Die Bayern-Dominanz sorgt ligaweit für Unmut. Nach einem Vorschlag von Klaus Filbry zu Gehaltsdeckel und TV-Geld-Reform äußerte sich nun auch Axel Hellmann. Der Frankfurt-Boss findet klare Worte zur aktuellen Situation in der Bundesliga.

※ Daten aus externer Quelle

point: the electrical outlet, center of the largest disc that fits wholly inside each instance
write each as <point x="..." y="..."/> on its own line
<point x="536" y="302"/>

Mit 16 Siegen aus 18 Spielen, 71 erzielten Toren und nur 14 Gegentreffern lässt der FC Bayern in der Bundesliga kaum Fragen offen. Besonders Harry Kane und Michael Olise präsentieren sich in herausragender Form. Klaus Filbry brachte angesichts dieser Entwicklung mögliche Regulierungen gegenüber der Sport Bild ins Spiel. „Die Lösungen liegen auf der Hand: Eine Gehalts-Obergrenze und eine gerechtere Verteilung der Fernsehgelder, die wirklich helfen würde. Nur die Umsetzung ist das Schwierige“, so der Geschäftsführer von Werder Bremen.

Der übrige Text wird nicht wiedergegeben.